Image classification using CNNs

2021-05-17

CNN , image classification

In this first project, I want to explore image classification using Convolutional Neural Networks (CNNs). CNNs are a type of neural network that has been proven to work well with image data since they account for the fact that adjacent pixels share similar properties and allows the image to be downsampled without losing valuable information. This approach was first presented by Yann LeCun et al (1998) using LeNet-5 to classify handwritten digits.

Overview

The CNN architecture is made up of different layers stacked together. The 3 main components are:

Input layer: this is made up of the input data. Since I am using the CIFAR-10 data, the input data has dimensions 32x32x3 (32 height, 32 width, 3 depth aka. color channels).
Hidden layers: these are the layers in the network made up of the convolutional layers, the activations and the pooling layers. I will explore these different types below and give some examples of different ways of stacking these in the network to achieve better accuracy.
Output layer: a fully connected layer where each neuron is connected to all neurons in the previous layer. For the CIFAR-10 data there are 10 neurons in the output layer, each one corresponding to an output label.

Convolutional layers

Convolutional layers are the core component of CNNs. The output of the conv layer is called the feature map. Each unit in a feature map corresponds to an area in the input data called the receptive field, where the dimension of the receptive field corresponds to the filter size. This filter has dimension FxFxK where F is the length and width and K is the number of channels. Common values of F are 3 or 5.

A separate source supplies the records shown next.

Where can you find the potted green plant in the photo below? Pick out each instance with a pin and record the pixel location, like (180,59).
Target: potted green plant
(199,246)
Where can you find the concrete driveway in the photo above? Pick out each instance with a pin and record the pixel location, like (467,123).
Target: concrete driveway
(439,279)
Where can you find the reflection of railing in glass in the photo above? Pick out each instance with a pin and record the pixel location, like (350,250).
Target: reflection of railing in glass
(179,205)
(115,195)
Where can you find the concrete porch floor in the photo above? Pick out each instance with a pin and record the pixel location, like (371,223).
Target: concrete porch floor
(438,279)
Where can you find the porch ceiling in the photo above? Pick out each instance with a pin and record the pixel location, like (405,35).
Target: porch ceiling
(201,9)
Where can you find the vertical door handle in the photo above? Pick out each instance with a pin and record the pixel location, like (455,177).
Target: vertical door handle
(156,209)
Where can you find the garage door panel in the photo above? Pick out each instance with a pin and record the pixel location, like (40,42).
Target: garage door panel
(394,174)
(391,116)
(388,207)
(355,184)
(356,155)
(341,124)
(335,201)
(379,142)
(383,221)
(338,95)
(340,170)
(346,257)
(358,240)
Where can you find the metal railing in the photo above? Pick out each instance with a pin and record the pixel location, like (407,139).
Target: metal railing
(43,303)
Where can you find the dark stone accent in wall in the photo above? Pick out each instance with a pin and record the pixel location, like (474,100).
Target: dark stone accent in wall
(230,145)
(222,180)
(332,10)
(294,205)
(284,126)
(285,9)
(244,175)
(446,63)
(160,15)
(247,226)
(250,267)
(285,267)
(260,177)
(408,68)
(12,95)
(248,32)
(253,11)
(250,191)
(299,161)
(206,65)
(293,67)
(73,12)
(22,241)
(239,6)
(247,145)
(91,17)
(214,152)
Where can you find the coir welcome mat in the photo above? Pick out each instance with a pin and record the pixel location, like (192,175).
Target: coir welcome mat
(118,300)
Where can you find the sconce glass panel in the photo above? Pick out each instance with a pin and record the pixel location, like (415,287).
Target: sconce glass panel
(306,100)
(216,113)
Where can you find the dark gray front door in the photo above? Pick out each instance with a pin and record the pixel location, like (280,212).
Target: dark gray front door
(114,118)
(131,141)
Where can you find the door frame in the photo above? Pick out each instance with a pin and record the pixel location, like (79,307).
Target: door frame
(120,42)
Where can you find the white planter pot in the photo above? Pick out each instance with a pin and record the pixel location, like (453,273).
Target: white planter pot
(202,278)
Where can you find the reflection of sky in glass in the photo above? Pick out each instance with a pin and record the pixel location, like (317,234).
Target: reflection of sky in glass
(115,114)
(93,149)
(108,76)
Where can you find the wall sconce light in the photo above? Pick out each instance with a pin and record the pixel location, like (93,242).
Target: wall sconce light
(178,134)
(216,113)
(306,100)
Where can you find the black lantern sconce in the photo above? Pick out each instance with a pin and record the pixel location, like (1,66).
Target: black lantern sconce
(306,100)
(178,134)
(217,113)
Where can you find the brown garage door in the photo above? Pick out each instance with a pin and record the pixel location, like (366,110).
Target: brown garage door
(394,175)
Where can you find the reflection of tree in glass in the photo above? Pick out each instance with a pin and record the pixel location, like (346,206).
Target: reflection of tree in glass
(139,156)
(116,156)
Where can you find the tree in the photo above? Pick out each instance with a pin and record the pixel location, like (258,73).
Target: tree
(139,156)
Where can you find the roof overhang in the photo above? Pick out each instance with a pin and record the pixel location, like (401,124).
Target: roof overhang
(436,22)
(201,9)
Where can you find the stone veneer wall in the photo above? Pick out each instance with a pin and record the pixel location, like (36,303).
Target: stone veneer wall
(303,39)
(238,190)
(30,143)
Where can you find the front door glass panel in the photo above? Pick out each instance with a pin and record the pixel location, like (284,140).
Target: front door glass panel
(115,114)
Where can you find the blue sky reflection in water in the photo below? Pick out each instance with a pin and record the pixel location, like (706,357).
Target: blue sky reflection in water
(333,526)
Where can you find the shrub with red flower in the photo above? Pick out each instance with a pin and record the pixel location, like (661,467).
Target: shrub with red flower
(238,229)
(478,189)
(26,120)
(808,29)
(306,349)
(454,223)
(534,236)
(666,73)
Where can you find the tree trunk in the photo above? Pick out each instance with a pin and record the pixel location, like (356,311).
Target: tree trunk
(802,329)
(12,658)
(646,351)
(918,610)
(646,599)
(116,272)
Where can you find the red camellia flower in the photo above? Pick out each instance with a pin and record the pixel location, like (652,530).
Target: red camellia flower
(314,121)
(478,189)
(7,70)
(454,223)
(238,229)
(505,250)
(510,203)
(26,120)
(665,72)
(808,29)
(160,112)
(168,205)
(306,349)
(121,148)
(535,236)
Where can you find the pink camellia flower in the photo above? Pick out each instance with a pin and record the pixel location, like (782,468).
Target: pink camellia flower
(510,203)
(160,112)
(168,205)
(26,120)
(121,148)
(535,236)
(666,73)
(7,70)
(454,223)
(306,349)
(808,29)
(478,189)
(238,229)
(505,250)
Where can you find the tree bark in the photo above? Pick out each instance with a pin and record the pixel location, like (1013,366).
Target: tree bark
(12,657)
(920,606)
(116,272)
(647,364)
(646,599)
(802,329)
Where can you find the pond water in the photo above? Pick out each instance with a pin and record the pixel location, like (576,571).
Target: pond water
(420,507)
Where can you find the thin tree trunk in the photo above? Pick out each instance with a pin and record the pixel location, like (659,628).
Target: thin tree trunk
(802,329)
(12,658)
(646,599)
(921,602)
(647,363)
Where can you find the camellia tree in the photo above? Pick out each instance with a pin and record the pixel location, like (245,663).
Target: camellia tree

This filter convolves horizontally and vertically over the input to generate the feature map, computing the dot product between the filter weights and the input values. Each channel within the feature map uses the same set of weights. Doing so helps to dramatically reduce the number of parameters used in the model. The different channels uses a different set of weight, which enables the feature map to extract different features from the image.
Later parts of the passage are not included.